Una soluzione spesso efficace è quella di pianificare le proprie attività e porsi degli obiettivi riducendo drasticamente le probabilità di auto-sabotaggio.

Il freddo e i muscoli

Con il calare delle temperature, i muscoli tendono a muoversi meno e a irrigidirsi per proteggersi e risparmiare energia.
È possibile utilizzare le basse temperature a proprio vantaggio per rendere l’allenamento più performante ed efficace:

  • al freddo il muscolo compie un doppio sforzo, ossia eseguire il gesto sportivo e mantenere una corretta temperatura interna;
  • la percezione della fatica è minore, si avverte meno senso di spossatezza e si ottiene un recupero più rapido.

Diventa però particolarmente importante il momento del riscaldamento, portando muscoli e tendini alla giusta temperatura prima di cominciare qualsiasi attività fisica.

Con il riscaldamento muscolare si compiono due azioni fondamentali: attivare il sistema cardio-circolatorio e proteggere il sistema muscolo-scheletrico. Un muscolo “freddo” può incorrere facilmente in traumi e strappi poiché non preparato ad accorciarsi o allungarsi repentinamente in diversi movimenti e con determinati carichi (o pesi).

È fondamentale riscaldarsi gradualmente e più a lungo per preparare il muscolo a “lavorare” alla corretta temperatura. Può essere d’aiuto una corsetta leggera o una camminata a passo veloce, seguita da stretching dinamico, che aiutano ad affrontare l’allenamento outdoor nel modo corretto.

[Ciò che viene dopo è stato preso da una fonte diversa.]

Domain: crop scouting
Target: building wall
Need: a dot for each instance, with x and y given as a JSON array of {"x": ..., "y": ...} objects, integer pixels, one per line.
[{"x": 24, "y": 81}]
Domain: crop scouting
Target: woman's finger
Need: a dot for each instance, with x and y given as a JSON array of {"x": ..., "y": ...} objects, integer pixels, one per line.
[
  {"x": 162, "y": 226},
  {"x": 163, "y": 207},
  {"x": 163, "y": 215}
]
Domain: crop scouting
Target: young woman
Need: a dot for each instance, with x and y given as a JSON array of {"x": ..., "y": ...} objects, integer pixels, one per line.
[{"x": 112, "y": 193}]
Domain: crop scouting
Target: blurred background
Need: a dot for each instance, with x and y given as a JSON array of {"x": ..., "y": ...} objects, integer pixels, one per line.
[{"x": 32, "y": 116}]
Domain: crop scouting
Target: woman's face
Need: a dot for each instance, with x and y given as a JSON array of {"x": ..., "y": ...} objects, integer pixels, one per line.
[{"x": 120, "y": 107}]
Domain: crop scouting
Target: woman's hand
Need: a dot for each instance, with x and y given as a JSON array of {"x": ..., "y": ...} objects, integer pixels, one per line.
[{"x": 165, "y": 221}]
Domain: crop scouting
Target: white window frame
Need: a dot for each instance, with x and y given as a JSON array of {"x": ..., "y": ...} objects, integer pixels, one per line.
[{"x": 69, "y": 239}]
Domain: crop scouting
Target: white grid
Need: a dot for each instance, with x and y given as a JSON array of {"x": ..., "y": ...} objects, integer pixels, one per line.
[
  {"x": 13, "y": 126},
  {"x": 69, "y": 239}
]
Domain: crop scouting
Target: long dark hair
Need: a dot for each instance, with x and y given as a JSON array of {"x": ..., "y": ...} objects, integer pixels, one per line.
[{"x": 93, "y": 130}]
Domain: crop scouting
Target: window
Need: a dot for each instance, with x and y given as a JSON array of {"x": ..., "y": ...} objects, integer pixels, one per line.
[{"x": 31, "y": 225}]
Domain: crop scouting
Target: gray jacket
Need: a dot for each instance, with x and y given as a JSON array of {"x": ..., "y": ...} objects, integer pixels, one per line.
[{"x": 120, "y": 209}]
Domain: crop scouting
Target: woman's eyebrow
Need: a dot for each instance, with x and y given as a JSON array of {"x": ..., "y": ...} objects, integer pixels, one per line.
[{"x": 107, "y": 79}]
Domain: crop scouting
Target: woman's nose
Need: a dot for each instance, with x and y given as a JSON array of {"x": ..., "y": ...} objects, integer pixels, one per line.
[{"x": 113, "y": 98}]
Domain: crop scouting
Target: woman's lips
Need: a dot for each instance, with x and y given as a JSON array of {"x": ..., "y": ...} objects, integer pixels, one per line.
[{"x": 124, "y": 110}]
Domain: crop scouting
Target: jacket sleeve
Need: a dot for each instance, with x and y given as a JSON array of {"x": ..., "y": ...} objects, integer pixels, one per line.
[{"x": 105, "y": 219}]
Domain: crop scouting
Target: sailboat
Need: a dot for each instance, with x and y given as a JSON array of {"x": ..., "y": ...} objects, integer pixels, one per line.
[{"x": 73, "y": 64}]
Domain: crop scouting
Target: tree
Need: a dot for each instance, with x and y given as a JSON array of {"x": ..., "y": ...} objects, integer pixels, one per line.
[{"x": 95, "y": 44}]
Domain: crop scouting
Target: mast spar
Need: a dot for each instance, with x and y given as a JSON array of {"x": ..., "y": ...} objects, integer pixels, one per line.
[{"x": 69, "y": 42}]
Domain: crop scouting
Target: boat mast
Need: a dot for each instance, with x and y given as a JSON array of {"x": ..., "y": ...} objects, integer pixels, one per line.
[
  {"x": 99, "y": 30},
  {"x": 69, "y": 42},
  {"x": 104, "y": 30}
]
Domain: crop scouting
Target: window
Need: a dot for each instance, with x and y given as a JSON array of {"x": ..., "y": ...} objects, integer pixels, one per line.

Un maggior flusso sanguigno favorisce una migliore ossigenazione dei muscoli che, a sua volta, genera una maggiore elasticità e migliori performance. Il flusso di sangue porta maggiore ossigeno ai muscoli che subiranno in primis un minor rischio di contratture o strappi, e avranno più energia per l’attività sportiva.

L’outfit giusto

È necessario adottare le giuste precauzioni in quanto il freddo ha un effetto vasocostrittore e con le temperature basse il rischio di traumi e infortuni aumenta.

È bene scegliere con molta attenzione l’abbigliamento tecnico da indossare, evitando di sudare in eccesso a causa dell’overdressing (vestirsi troppo) o sbagliare il tipo di indumenti rischiando una sudorazione eccessiva e una costante sensazione di fastidio.

È consigliato vestirsi a strati scegliendo sempre materiali traspiranti in grado di far circolare l’aria fra lo strato di abbigliamento più esterno e quello intermedio, preferendo i tessuti in microfibra a quelli in cotone, lenti ad asciugare.

La soluzione ideale è vestirsi come se ci fossero 5-10 gradi in più rispetto alla temperatura effettiva.

Infine, le estremità tendono a raffreddarsi velocemente perciò guanti e fasce per la testa e le orecchie sono indispensabili, seguite da calze traspiranti e solette in grado di ridurre le vibrazioni prodotte durante l’esercizio che potrebbero avere un’influenza negativa su muscoli e articolazioni acuite dal freddo.

Ad esempio, le solette Noene® under-sole, over-sole e 3D-insole, con la loro funzione di filtro, evitano il propagarsi degli shock e vibrazioni generate nell’impatto piede-suolo, proteggendo l’apparato muscolo-scheletrico.

Inoltre, contribuiscono a ridurre la sensazione di affaticamento, stanchezza e stress articolare mantenendo più efficiente la muscolatura e migliorando la resistenza agli sforzi.

Non dimenticare il defaticamento

Dopo l’attività è consigliato togliere i vestiti sudati e indossare vestiti asciutti, per poi completare il defaticamento in una stanza calda, ricordando di idratarsi e reintegrare tutte le energie.

Inoltre è importante prestare attenzione ai livelli di sforzo percepiti e adeguare la corsa in base a come ci si sente giorno per giorno, invece di obbligare il corpo a uno sforzo eccessivo. Anche questo aiuterà a prevenire eventuali infortuni muscolari.